Pior: o essencial da mediatização visava a (…) manipular a história em vez de a reconstruir profissionalmente. No coração deste reescrita figura nomeadamente um estranho regular de contas post mortem com a União Soviética: a batalha, contudo decisiva, de Estalinegrad durante o Inverno de 1942-1943, inspirou muito menos os comemoradores que o Dia D. Tendo a consequência de desvalorizar o papel da URSS na derrota do nazi-fascismo e de sobrevalorizar o dos anglo-americanos.
Em 1945, 57% dos franceses atribuíam o papel principal na derrota da Alemanha nazi à União Soviética e 20% aos USA. Em 2004, é o contrário: 20% à URSS e 57% aos USA. A guerra fria passou por lá, a propaganda também…”
(…)
A propósito militante da objectividade (whatever that is...) é capaz de explicar porque é que no dia 1 de Agosto de 1990 caiam grossas e pesadas gotas de chuva na parte sul da minha rua e não caíu nem uma gotinha na parte norte?
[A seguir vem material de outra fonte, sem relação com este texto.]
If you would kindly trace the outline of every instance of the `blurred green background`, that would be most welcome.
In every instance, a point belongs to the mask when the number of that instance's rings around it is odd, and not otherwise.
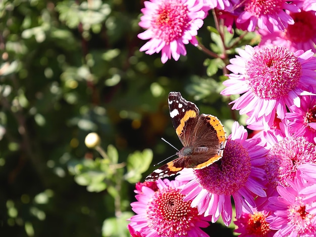
[[[128,236],[135,183],[175,152],[161,138],[181,147],[170,91],[217,116],[229,134],[237,115],[219,95],[223,62],[190,45],[165,65],[139,52],[143,7],[0,1],[0,235]],[[206,19],[199,36],[220,53],[212,24]],[[91,132],[111,162],[85,145]]]

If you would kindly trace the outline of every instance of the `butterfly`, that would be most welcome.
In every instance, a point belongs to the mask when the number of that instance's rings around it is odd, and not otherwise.
[[[202,169],[223,157],[227,138],[216,116],[199,114],[196,105],[180,92],[170,92],[168,104],[172,124],[183,147],[177,152],[178,158],[155,169],[145,181],[176,174],[184,168]]]

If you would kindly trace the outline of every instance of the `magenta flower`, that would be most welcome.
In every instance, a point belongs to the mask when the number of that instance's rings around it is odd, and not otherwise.
[[[295,1],[294,1],[295,2]],[[248,24],[247,30],[254,31],[256,26],[274,31],[274,27],[282,30],[294,21],[284,10],[299,12],[300,10],[292,1],[286,0],[246,0],[243,4],[244,12],[237,19],[237,23]]]
[[[181,191],[186,195],[184,200],[192,200],[191,206],[197,207],[199,214],[212,215],[213,222],[221,215],[225,224],[229,224],[232,196],[237,218],[243,206],[249,210],[249,205],[254,206],[254,196],[266,196],[261,184],[265,173],[259,168],[265,162],[265,144],[247,137],[246,130],[235,122],[222,159],[201,169],[185,169],[176,177],[188,182]]]
[[[208,236],[200,228],[209,225],[206,217],[198,215],[191,201],[183,200],[179,187],[184,184],[167,179],[156,183],[156,191],[143,186],[135,196],[137,201],[131,204],[137,213],[130,219],[131,233],[148,237]]]
[[[243,208],[241,216],[234,221],[237,227],[235,232],[240,233],[239,237],[272,237],[276,231],[270,229],[266,220],[269,212],[258,211],[255,208],[251,208],[251,211]]]
[[[300,106],[299,95],[316,89],[316,58],[311,50],[292,52],[284,47],[246,45],[240,56],[230,60],[233,72],[221,94],[243,94],[232,101],[232,108],[250,115],[247,124],[262,121],[273,125],[276,113],[283,120],[287,106]]]
[[[267,218],[270,228],[278,230],[276,237],[312,236],[316,235],[316,215],[310,212],[314,206],[316,197],[312,201],[305,200],[302,191],[306,182],[299,172],[294,181],[288,180],[288,187],[279,186],[277,189],[278,197],[269,198],[269,208],[272,214]],[[314,189],[314,193],[315,193]]]
[[[191,42],[195,46],[195,36],[203,25],[205,12],[200,0],[150,0],[144,2],[144,14],[139,26],[147,30],[138,34],[141,39],[149,39],[140,51],[152,54],[162,51],[165,63],[171,56],[176,61],[186,55],[184,46]]]
[[[304,0],[302,9],[306,12],[308,11],[316,12],[316,0]]]
[[[312,12],[302,11],[291,13],[294,23],[289,25],[284,30],[270,32],[267,30],[259,30],[261,35],[260,45],[272,44],[286,47],[295,52],[298,49],[304,51],[311,49],[316,52],[316,16]]]
[[[305,96],[301,98],[301,106],[290,106],[290,112],[285,118],[289,120],[289,131],[295,137],[304,136],[314,144],[316,137],[316,96]]]

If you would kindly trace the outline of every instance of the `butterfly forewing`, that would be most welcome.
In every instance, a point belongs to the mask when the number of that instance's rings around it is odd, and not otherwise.
[[[217,117],[199,115],[196,105],[180,92],[170,92],[168,103],[172,124],[184,147],[177,153],[178,158],[154,170],[146,181],[173,175],[184,168],[201,169],[223,156],[226,135]]]
[[[180,92],[170,92],[168,103],[176,133],[183,146],[186,146],[193,139],[192,134],[197,122],[199,109],[193,103],[184,99]]]

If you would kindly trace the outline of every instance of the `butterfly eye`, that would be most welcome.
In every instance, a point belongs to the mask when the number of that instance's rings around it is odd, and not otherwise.
[[[191,147],[184,147],[180,151],[180,154],[183,156],[187,156],[190,155],[193,151]]]

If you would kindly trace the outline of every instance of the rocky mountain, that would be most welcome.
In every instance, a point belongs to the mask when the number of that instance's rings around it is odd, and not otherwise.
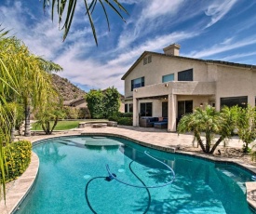
[[[86,92],[78,87],[72,84],[68,79],[62,78],[57,74],[52,74],[54,87],[62,97],[63,101],[70,101],[84,98]]]

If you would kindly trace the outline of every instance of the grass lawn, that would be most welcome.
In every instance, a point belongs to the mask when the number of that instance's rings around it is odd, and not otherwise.
[[[104,119],[86,119],[86,120],[61,120],[58,122],[57,126],[55,127],[54,130],[69,130],[74,127],[78,127],[78,124],[80,122],[105,122],[107,120]],[[53,122],[52,122],[53,124]],[[35,126],[35,124],[33,124],[32,130],[43,130],[41,126]]]

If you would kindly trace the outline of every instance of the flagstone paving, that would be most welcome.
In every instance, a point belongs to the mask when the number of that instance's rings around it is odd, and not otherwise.
[[[39,140],[60,137],[60,136],[70,136],[70,135],[110,135],[110,136],[119,136],[126,139],[132,139],[136,142],[149,146],[163,151],[176,152],[176,153],[185,153],[192,155],[200,155],[202,157],[219,160],[219,161],[231,161],[238,163],[246,167],[247,168],[254,171],[256,174],[256,167],[249,165],[244,162],[241,158],[226,158],[222,155],[209,155],[200,153],[199,148],[193,150],[186,150],[186,148],[193,148],[192,141],[194,140],[191,134],[181,134],[167,132],[166,129],[156,129],[151,127],[85,127],[82,128],[74,128],[69,131],[59,131],[54,132],[50,136],[43,135],[42,133],[32,133],[31,137],[19,137],[17,140],[26,139],[32,142],[37,141]],[[242,142],[238,140],[237,138],[234,138],[229,141],[229,146],[233,148],[242,148]],[[222,146],[221,146],[222,147]],[[18,180],[10,182],[7,185],[7,201],[2,199],[0,201],[0,213],[7,214],[11,213],[12,210],[18,207],[19,202],[24,197],[26,193],[32,187],[34,179],[36,178],[37,170],[39,167],[39,160],[35,154],[33,154],[32,163],[30,164],[28,169],[22,176]],[[248,202],[254,207],[256,207],[256,202],[254,197],[254,193],[256,193],[256,182],[248,182]]]

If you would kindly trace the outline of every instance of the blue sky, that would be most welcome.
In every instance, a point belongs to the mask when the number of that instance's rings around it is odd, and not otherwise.
[[[79,1],[67,39],[43,11],[42,1],[1,0],[1,28],[21,39],[30,50],[64,68],[59,75],[88,91],[115,87],[124,92],[122,75],[145,51],[163,53],[181,45],[180,55],[256,64],[254,0],[120,0],[129,15],[126,23],[109,12],[108,31],[101,7],[93,18],[97,47],[83,1]]]

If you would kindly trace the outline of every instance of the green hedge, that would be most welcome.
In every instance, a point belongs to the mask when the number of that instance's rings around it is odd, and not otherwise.
[[[110,121],[116,121],[118,125],[132,126],[131,113],[118,113],[117,115],[113,115],[108,118]]]
[[[20,176],[29,167],[32,155],[32,143],[27,140],[12,142],[4,148],[6,158],[6,181],[10,181]],[[2,180],[2,173],[0,172]]]

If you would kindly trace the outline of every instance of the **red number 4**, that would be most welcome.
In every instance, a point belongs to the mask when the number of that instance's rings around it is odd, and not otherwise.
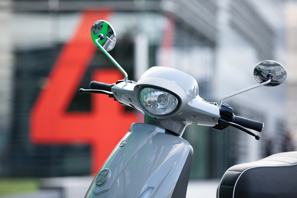
[[[125,112],[122,106],[105,95],[92,95],[90,112],[66,112],[97,50],[91,40],[92,25],[97,20],[107,20],[110,14],[83,13],[78,29],[62,47],[30,114],[30,136],[34,143],[90,144],[92,173],[137,120],[136,113]],[[116,69],[100,70],[93,72],[92,80],[111,83],[123,77]]]

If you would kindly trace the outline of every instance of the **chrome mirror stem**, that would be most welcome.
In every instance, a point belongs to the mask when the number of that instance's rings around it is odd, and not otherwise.
[[[254,89],[255,88],[257,88],[258,87],[260,87],[262,85],[265,85],[266,84],[268,84],[271,81],[270,79],[269,79],[267,81],[262,83],[259,84],[258,84],[256,85],[254,85],[254,86],[252,86],[251,87],[248,87],[247,88],[242,89],[242,90],[241,90],[240,91],[236,91],[232,94],[231,94],[227,96],[223,96],[220,99],[220,101],[219,102],[219,108],[221,109],[221,106],[222,106],[222,103],[223,102],[223,100],[226,98],[230,98],[230,97],[233,96],[235,96],[235,95],[237,95],[238,94],[241,94],[241,93],[243,93],[244,92],[245,92],[247,91],[248,91],[249,90],[251,90],[251,89]]]
[[[120,70],[120,71],[121,71],[121,72],[125,76],[125,77],[124,78],[124,81],[125,82],[127,81],[127,80],[128,79],[128,75],[127,74],[127,72],[126,72],[124,70],[124,69],[122,68],[122,67],[118,63],[118,62],[117,62],[116,61],[116,60],[115,60],[113,58],[112,56],[110,55],[109,54],[109,53],[107,51],[106,51],[101,45],[100,45],[100,44],[99,43],[99,42],[98,42],[98,41],[100,40],[100,38],[99,38],[95,40],[96,43],[97,43],[97,45],[98,45],[98,47],[99,47],[100,48],[100,49],[105,54],[105,55],[106,55],[106,56],[108,57],[109,59],[111,61],[111,62],[112,62],[116,66],[116,67],[117,67]]]

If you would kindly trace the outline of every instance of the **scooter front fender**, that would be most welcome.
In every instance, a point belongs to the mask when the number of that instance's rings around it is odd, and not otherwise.
[[[193,149],[164,129],[133,123],[95,176],[85,198],[185,197]]]

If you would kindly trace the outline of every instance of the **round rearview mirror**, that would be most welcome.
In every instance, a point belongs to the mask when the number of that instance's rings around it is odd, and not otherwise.
[[[274,61],[264,61],[260,62],[254,70],[254,76],[259,83],[270,79],[265,86],[272,87],[282,83],[287,77],[287,71],[282,64]]]
[[[101,50],[101,47],[107,51],[112,50],[116,45],[116,37],[114,30],[108,22],[103,20],[95,22],[91,28],[91,37],[94,45]]]

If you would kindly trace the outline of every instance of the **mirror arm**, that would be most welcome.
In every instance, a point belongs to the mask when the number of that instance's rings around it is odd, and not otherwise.
[[[108,38],[109,39],[109,38],[108,38]],[[122,68],[122,67],[116,61],[116,60],[115,60],[113,58],[112,56],[110,56],[110,55],[109,54],[109,53],[107,51],[105,50],[105,49],[103,48],[103,47],[102,47],[102,46],[100,45],[100,44],[98,42],[98,40],[101,40],[100,37],[95,40],[95,41],[96,42],[96,43],[97,43],[97,45],[98,45],[98,47],[99,47],[100,48],[100,49],[102,50],[102,51],[104,52],[104,53],[105,54],[105,55],[106,55],[106,56],[108,57],[108,58],[109,58],[109,59],[110,59],[111,61],[111,62],[112,62],[116,66],[116,67],[117,67],[120,70],[120,71],[121,71],[121,72],[125,76],[125,77],[124,78],[124,81],[125,82],[127,81],[127,80],[128,78],[128,75],[127,74],[127,72],[126,72],[125,70],[124,70],[124,69]]]
[[[262,83],[259,84],[257,85],[254,85],[254,86],[252,86],[251,87],[248,87],[247,88],[242,89],[242,90],[241,90],[240,91],[236,91],[232,94],[231,94],[229,95],[227,95],[227,96],[223,96],[220,99],[220,101],[219,102],[219,107],[220,109],[221,109],[221,106],[222,106],[222,103],[223,102],[223,100],[226,98],[230,98],[230,97],[233,96],[235,96],[235,95],[237,95],[238,94],[241,94],[241,93],[243,93],[244,92],[245,92],[247,91],[248,91],[249,90],[251,90],[251,89],[254,89],[255,88],[257,88],[258,87],[260,87],[262,85],[265,85],[266,84],[268,84],[270,82],[271,80],[269,79],[269,80],[267,81],[264,82],[263,83]]]

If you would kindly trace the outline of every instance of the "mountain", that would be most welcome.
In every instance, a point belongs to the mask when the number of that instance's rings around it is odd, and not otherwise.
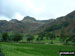
[[[43,25],[42,27],[39,28],[40,29],[39,31],[41,32],[54,31],[56,35],[60,35],[62,28],[64,28],[66,35],[69,35],[70,33],[75,34],[75,11],[72,11],[71,13],[65,16],[58,17],[54,21]]]
[[[65,34],[75,33],[75,11],[65,16],[49,20],[36,20],[33,17],[26,16],[23,20],[12,19],[10,21],[0,20],[0,33],[2,32],[20,32],[25,34],[37,34],[40,32],[55,32],[60,35],[62,28]]]
[[[30,16],[24,17],[21,21],[17,19],[11,19],[10,21],[0,20],[0,33],[11,31],[17,33],[31,33],[45,23],[47,23],[47,21],[36,20]]]

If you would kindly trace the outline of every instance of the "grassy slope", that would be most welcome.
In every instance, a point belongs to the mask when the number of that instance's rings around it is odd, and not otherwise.
[[[75,51],[73,46],[46,44],[0,43],[6,56],[58,56],[62,51]]]

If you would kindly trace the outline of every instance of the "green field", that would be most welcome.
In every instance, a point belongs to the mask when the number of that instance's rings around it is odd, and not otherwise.
[[[59,56],[59,51],[75,51],[74,46],[26,43],[0,43],[5,56]]]

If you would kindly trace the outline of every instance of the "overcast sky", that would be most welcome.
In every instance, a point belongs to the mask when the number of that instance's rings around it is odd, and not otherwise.
[[[47,20],[73,10],[75,0],[0,0],[0,20],[22,20],[25,16]]]

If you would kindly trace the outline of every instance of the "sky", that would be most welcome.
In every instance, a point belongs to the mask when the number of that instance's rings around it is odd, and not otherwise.
[[[75,0],[0,0],[0,20],[22,20],[25,16],[48,20],[73,10]]]

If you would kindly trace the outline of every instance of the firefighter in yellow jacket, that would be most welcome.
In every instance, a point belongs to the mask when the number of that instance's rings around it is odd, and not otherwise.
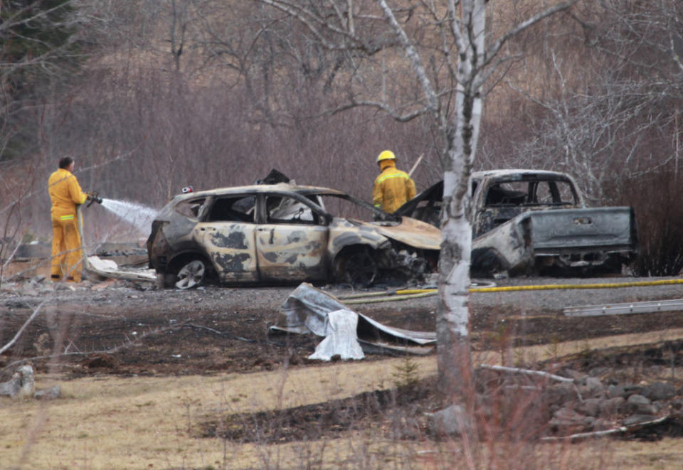
[[[76,207],[89,196],[80,189],[73,171],[73,159],[59,161],[59,169],[50,175],[48,191],[52,201],[52,280],[80,282],[80,235]]]
[[[415,197],[415,182],[396,168],[396,156],[385,150],[377,157],[381,173],[372,188],[372,203],[390,214]]]

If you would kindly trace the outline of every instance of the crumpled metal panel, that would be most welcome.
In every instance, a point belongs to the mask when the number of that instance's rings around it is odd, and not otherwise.
[[[534,251],[553,248],[628,247],[628,207],[558,209],[531,214]]]
[[[420,250],[440,250],[441,230],[421,220],[402,217],[401,223],[373,225],[382,235]]]

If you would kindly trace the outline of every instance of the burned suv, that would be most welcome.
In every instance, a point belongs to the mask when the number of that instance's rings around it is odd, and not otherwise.
[[[152,223],[147,252],[164,287],[369,285],[435,271],[440,242],[438,228],[345,193],[278,183],[175,196]]]

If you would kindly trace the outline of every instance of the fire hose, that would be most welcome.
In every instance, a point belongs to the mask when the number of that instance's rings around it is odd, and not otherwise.
[[[632,282],[601,282],[595,284],[549,284],[528,286],[505,286],[470,287],[470,293],[514,292],[521,291],[566,290],[572,289],[619,289],[622,287],[642,287],[648,286],[667,286],[683,284],[683,279],[660,279],[657,281],[635,281]],[[438,289],[398,289],[378,292],[365,292],[338,297],[344,304],[371,304],[374,302],[400,301],[410,299],[427,297],[438,294]]]

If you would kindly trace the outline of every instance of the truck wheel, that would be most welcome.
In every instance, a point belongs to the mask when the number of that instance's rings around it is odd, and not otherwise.
[[[204,282],[206,266],[201,260],[194,260],[184,265],[178,271],[176,287],[178,289],[192,289],[198,287]]]

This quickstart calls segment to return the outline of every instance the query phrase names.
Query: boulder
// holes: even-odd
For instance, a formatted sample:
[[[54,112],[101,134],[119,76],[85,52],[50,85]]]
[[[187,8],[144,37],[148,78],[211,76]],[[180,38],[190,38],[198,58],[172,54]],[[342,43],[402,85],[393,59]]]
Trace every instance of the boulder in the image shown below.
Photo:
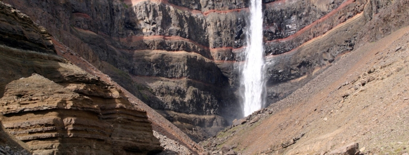
[[[331,152],[331,155],[359,155],[358,143],[352,142]]]

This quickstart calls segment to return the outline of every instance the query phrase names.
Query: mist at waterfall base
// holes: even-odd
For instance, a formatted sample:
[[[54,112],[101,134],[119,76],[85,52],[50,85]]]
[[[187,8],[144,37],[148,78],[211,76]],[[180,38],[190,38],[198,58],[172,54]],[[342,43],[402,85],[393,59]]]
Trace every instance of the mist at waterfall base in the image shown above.
[[[265,92],[263,47],[263,14],[261,0],[251,0],[247,31],[246,61],[242,70],[241,85],[244,87],[244,116],[261,109]]]

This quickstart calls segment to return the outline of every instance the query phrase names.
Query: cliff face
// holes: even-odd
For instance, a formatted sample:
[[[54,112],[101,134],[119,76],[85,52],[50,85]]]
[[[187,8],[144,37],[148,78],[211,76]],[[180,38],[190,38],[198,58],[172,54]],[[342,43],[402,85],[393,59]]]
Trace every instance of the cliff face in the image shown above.
[[[0,18],[4,131],[38,155],[145,155],[163,149],[146,112],[120,89],[57,56],[45,28],[2,2]]]
[[[4,1],[197,141],[242,116],[238,89],[248,0]],[[360,42],[375,41],[408,24],[393,19],[368,24],[375,22],[379,9],[405,1],[263,2],[269,105]],[[403,9],[396,7],[394,11]],[[363,28],[379,31],[364,35]]]

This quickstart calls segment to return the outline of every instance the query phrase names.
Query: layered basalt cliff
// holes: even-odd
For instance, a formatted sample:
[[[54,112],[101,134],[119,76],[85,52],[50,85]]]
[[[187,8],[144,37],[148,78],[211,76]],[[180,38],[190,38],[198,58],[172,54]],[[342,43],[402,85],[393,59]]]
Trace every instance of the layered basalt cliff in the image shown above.
[[[163,112],[176,125],[197,123],[190,116],[180,119],[165,112],[202,118],[219,115],[225,120],[217,124],[219,128],[242,116],[239,87],[248,0],[4,1],[33,17],[61,42],[150,106]],[[317,76],[340,54],[352,50],[361,39],[379,38],[363,38],[361,30],[374,22],[379,9],[397,2],[263,2],[270,104]],[[397,9],[394,11],[401,9]],[[371,31],[379,28],[384,34],[405,24],[374,23],[376,28],[368,28]],[[179,127],[190,130],[186,133],[197,140],[202,139],[199,135],[214,134],[212,128],[216,127],[204,126],[200,127],[203,133],[194,134],[192,126]]]
[[[2,132],[38,155],[163,149],[146,112],[120,89],[57,56],[45,28],[1,2],[0,18]],[[1,138],[14,141],[6,135]]]

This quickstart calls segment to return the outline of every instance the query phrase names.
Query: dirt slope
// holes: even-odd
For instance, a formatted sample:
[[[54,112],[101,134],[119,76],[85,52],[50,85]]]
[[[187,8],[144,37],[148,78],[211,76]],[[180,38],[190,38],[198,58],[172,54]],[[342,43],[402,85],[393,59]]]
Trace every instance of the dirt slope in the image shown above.
[[[232,146],[243,155],[323,155],[356,142],[364,154],[401,155],[409,147],[408,42],[406,27],[338,57],[285,99],[202,144],[213,154]]]

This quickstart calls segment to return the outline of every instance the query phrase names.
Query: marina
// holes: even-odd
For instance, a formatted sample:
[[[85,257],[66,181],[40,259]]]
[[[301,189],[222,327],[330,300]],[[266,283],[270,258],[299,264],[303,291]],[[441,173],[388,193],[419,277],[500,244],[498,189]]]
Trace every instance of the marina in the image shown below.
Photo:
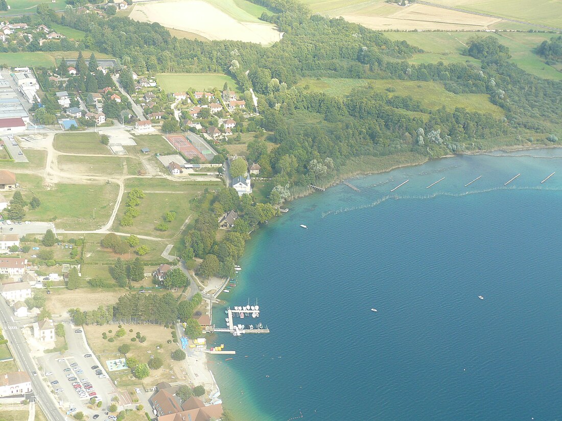
[[[394,191],[397,189],[399,189],[400,187],[402,187],[402,186],[404,186],[405,184],[406,184],[406,183],[407,183],[409,181],[410,181],[409,180],[407,180],[405,181],[404,181],[404,182],[403,182],[402,184],[399,184],[398,185],[396,186],[395,187],[394,187],[394,189],[393,189],[392,190],[391,190],[390,191],[390,193],[392,193],[393,191]]]
[[[429,185],[429,186],[427,186],[427,187],[426,187],[425,188],[426,188],[426,189],[429,189],[429,188],[430,187],[433,187],[433,186],[434,186],[434,185],[435,185],[436,184],[437,184],[437,183],[438,183],[438,182],[439,182],[439,181],[443,181],[443,180],[445,180],[445,177],[443,177],[442,179],[441,179],[441,180],[437,180],[437,181],[436,181],[436,182],[435,182],[434,183],[433,183],[433,184],[430,184],[430,185]]]

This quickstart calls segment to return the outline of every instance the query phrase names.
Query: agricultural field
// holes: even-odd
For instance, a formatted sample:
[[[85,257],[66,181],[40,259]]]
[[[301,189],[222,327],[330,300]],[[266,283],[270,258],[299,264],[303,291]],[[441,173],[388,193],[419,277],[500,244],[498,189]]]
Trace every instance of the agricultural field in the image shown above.
[[[27,210],[26,219],[56,220],[57,227],[66,230],[97,229],[106,222],[119,191],[115,184],[57,184],[47,188],[42,177],[28,174],[18,174],[17,181],[26,200],[33,194],[41,201],[38,209]]]
[[[112,154],[109,148],[102,144],[99,135],[93,132],[58,133],[55,135],[55,149],[66,153]]]
[[[543,59],[535,54],[534,49],[545,40],[555,36],[553,34],[538,33],[502,32],[483,34],[477,32],[387,32],[385,35],[391,39],[405,40],[409,44],[424,50],[408,61],[412,63],[431,63],[441,60],[444,63],[479,62],[472,57],[461,55],[469,41],[475,36],[492,36],[509,48],[511,61],[523,70],[540,77],[562,80],[562,72],[546,65]]]
[[[225,82],[228,87],[237,90],[236,82],[227,75],[221,73],[160,73],[156,75],[158,84],[167,93],[195,90],[208,90],[216,88],[223,90]]]
[[[257,11],[250,6],[241,8],[234,0],[163,0],[137,3],[129,17],[141,22],[157,22],[210,40],[232,39],[266,45],[279,41],[279,31],[260,21],[255,16]]]
[[[448,111],[455,108],[466,108],[469,111],[491,113],[495,117],[504,116],[504,111],[488,100],[485,94],[461,94],[456,95],[445,90],[443,85],[437,82],[424,82],[414,80],[393,80],[365,79],[332,79],[323,78],[304,79],[300,84],[312,90],[326,92],[330,95],[343,96],[353,89],[361,86],[370,86],[375,90],[386,93],[392,97],[398,95],[411,96],[421,102],[422,105],[431,109],[437,109],[445,106]],[[393,89],[389,92],[388,89]]]

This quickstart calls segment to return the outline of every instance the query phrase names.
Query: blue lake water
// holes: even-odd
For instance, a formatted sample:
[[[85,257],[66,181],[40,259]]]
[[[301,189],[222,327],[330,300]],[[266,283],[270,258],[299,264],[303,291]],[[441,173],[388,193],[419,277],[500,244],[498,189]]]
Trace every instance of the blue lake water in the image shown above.
[[[237,351],[210,360],[224,406],[241,421],[560,419],[562,150],[495,155],[352,180],[360,192],[299,200],[253,235],[221,298],[257,298],[271,333],[216,334]]]

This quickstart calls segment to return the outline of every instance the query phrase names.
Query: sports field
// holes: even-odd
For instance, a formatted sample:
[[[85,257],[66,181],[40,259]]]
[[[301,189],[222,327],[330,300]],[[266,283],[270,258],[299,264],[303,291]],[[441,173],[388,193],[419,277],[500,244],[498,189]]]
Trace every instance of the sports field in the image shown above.
[[[408,61],[412,63],[434,63],[441,60],[445,63],[465,62],[478,63],[472,57],[463,56],[474,36],[495,36],[501,44],[509,48],[511,61],[521,68],[545,79],[562,80],[562,73],[546,65],[543,59],[534,53],[534,49],[543,41],[554,36],[552,34],[538,33],[502,32],[500,34],[474,32],[387,32],[391,39],[405,40],[425,52],[416,54]]]
[[[156,80],[167,93],[186,92],[192,88],[200,91],[222,90],[225,82],[231,90],[237,90],[234,80],[221,73],[160,73],[156,75]]]
[[[129,16],[141,22],[157,22],[166,28],[199,34],[210,40],[232,39],[271,45],[280,39],[280,34],[274,25],[260,21],[252,13],[238,7],[234,0],[139,3],[134,5]]]
[[[417,80],[393,80],[365,79],[344,79],[323,78],[305,79],[301,84],[308,86],[313,90],[326,92],[330,95],[343,96],[353,89],[368,85],[375,90],[386,93],[392,97],[399,95],[411,96],[419,100],[424,107],[430,109],[437,109],[445,106],[452,111],[456,107],[466,108],[469,111],[491,113],[496,117],[502,117],[503,110],[488,100],[485,94],[461,94],[456,95],[445,90],[443,85],[437,82],[424,82]],[[388,92],[388,88],[393,88],[393,92]]]

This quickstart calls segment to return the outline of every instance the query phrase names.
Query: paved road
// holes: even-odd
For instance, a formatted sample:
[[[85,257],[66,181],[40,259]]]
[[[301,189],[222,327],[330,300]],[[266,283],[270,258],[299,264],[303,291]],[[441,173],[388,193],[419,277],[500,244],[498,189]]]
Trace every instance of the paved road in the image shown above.
[[[13,356],[17,360],[20,366],[24,371],[29,373],[31,379],[31,387],[35,395],[35,399],[43,410],[48,421],[65,421],[65,417],[58,410],[47,385],[43,382],[39,376],[31,376],[36,370],[33,360],[29,355],[29,350],[24,336],[17,325],[10,321],[11,310],[3,299],[0,298],[0,323],[2,325],[2,332],[8,340]],[[10,319],[8,319],[8,318]],[[16,328],[13,328],[16,327]]]
[[[116,76],[112,76],[112,78],[113,79],[114,81],[115,82],[115,84],[117,85],[117,87],[119,88],[119,90],[121,91],[121,93],[126,97],[127,99],[130,101],[131,107],[133,107],[133,112],[137,115],[137,118],[139,120],[146,120],[146,117],[144,117],[144,114],[143,113],[142,108],[140,108],[140,106],[137,105],[137,103],[133,100],[133,98],[131,98],[131,95],[125,91],[125,90],[123,89],[123,87],[119,83],[119,79]]]

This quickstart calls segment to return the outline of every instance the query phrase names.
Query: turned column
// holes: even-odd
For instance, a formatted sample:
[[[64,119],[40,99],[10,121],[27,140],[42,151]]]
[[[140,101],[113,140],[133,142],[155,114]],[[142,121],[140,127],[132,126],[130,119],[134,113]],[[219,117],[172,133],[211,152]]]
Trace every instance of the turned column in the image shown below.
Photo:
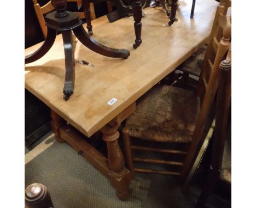
[[[92,26],[91,23],[91,10],[90,9],[90,1],[89,0],[82,0],[82,6],[85,15],[85,20],[86,21],[86,28],[88,29],[88,33],[90,35],[92,35]]]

Sobre o que pergunta, só lhe posso recomendar que leia e releia não só as Resoluções Políticas do XIII e do XIV, mas tudo o que encontrar à mão. Se começar pelo google-com material não lhe falta. E depois reflita no que leu, fale do assunto com toda a gente que entender, chateie meio mundo. e tente tirar uma conclusão. A responsabilidade final, não se esqueça é nossa. Somos nós que fazemos as nossas "cabeças". É o que eu faço.